Why “Rewire” Research Writing?

Let’s face it. The “research paper” has a bad reputation. Tedious note taking. Copying and pasting from sources. No critical thinking. Shallow arguments. And so on. This book challenges the negative stereotypes in several ways:

  • It exhibits the role that inquiry plays in sparking creativity and producing authentic writing.
  • It demonstrates how students and teachers can work collaboratively to explore research processes and create engaging products, employing a variety of modes and media.
  • It describes methods for integrating and employing technology, including a number of free resources that are available on the web and apps on smartphones and tablets.
  • It shows why we—as teachers, researchers, and writers ourselves— enjoy the research process, a stance that can empower our students as they become researchers, too.

Throughout this book, as well as in our classrooms, we work to help students develop the skills they need to act as genuine researchers, not to merely finish a research paper. These skills are transferable to other projects they will do in school and in other contexts and are critical to college, career, and civic readiness.

The Contents of This Book

The chapters in this book describe an inquiry-based unit we created for Dawn’s high school English classroom. The unit integrates digital writing and research, as many projects today do in some way or another. However, we aimed to make this integration a seamless process. We didn’t just integrate technology when it seemed convenient; instead, a variety of technologies were integral to the research process. Additionally, we share our reflections on student learning, as well as the reflections of Dawn’s students on what they’ve learned. While some readers may be able to take our unit and use it in its entirety, we recognize that this is rarely possible with any professional text, nor is that our goal here. Rather, we wanted to share research practices and technology tools that could be modified and used in a variety of classroom situations and circumstances. Our sincere hope is that the book will inspire you to engage in thoughtful inquiry with your own students, using digital tools that will rewire their research and writing experience.

Through our students’ inquiry and research, we highlight digital writing tools, in the form of both web services and apps for mobile devices.

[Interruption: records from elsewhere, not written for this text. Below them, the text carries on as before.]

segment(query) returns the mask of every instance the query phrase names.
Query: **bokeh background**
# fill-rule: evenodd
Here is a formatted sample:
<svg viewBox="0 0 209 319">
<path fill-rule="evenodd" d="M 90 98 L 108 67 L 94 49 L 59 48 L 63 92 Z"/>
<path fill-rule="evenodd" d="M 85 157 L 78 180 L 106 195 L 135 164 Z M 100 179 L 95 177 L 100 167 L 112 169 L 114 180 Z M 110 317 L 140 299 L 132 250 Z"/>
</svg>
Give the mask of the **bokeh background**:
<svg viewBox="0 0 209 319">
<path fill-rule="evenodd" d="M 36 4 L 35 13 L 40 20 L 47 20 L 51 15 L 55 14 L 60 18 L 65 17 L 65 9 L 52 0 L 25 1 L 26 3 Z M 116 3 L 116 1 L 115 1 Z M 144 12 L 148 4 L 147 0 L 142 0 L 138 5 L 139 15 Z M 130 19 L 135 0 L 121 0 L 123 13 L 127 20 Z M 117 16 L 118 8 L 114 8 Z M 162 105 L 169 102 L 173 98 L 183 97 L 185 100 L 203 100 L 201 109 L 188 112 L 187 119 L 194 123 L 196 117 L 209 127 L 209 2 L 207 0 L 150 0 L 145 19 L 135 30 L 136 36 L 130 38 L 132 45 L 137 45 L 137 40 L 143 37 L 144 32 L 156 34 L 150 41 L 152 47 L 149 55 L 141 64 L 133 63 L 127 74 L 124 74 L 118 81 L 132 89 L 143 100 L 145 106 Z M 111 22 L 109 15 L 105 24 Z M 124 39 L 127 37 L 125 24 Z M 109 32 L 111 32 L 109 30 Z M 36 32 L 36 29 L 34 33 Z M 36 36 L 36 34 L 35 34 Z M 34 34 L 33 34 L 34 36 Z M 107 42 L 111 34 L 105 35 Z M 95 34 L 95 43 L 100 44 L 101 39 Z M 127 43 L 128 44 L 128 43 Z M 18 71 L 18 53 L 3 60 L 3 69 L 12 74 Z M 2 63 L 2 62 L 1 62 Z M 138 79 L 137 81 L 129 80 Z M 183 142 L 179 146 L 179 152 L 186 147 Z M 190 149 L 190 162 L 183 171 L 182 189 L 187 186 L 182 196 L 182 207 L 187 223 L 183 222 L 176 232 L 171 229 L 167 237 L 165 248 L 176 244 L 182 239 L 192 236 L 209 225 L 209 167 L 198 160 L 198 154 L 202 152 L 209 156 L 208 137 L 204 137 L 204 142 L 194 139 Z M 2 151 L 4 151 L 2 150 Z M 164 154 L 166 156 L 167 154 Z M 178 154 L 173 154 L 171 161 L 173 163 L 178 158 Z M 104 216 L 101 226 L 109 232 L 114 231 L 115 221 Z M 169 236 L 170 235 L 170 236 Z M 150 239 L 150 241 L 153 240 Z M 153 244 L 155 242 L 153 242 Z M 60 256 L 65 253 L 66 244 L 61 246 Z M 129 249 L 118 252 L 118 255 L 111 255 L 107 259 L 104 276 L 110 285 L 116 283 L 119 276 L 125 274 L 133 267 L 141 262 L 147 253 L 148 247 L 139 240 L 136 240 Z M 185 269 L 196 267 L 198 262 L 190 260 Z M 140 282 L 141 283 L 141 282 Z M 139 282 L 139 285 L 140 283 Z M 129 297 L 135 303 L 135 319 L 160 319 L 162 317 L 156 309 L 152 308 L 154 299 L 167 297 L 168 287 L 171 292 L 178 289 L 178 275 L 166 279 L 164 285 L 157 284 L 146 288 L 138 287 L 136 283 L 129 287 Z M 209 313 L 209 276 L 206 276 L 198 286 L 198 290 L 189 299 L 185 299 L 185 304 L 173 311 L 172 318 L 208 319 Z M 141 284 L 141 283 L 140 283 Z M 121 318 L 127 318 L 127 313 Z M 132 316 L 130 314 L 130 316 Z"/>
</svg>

The purpose of sharing these tools is not to define a single, preset suite of tools that students must go through in order to complete a research project. Nor is it our intention to propose a certain linear order. Rather, books need to be a bit more orderly than our teaching sometimes is; so, while we have organized the digital writing tools roughly in the order in which they might be used, we want to acknowledge the recursive and messy nature of the writing process during research. Students could use any or all of these tools at any time. You may choose to focus in on one tool at a time in order to help students develop their skills and, more importantly, learn how to create an effective and accurate research project. Moreover, we recognize that every teaching context is different. While this book is based on our work within Dawn’s high school classroom, throughout the text we offer what Swenson and Mitchell (2006) have called “extensions and adaptations” to help readers identify what “would be necessary for the lesson to work as well with diverse groups of students in other contexts and/or that might enrich the demonstration in its current context” (p. 6).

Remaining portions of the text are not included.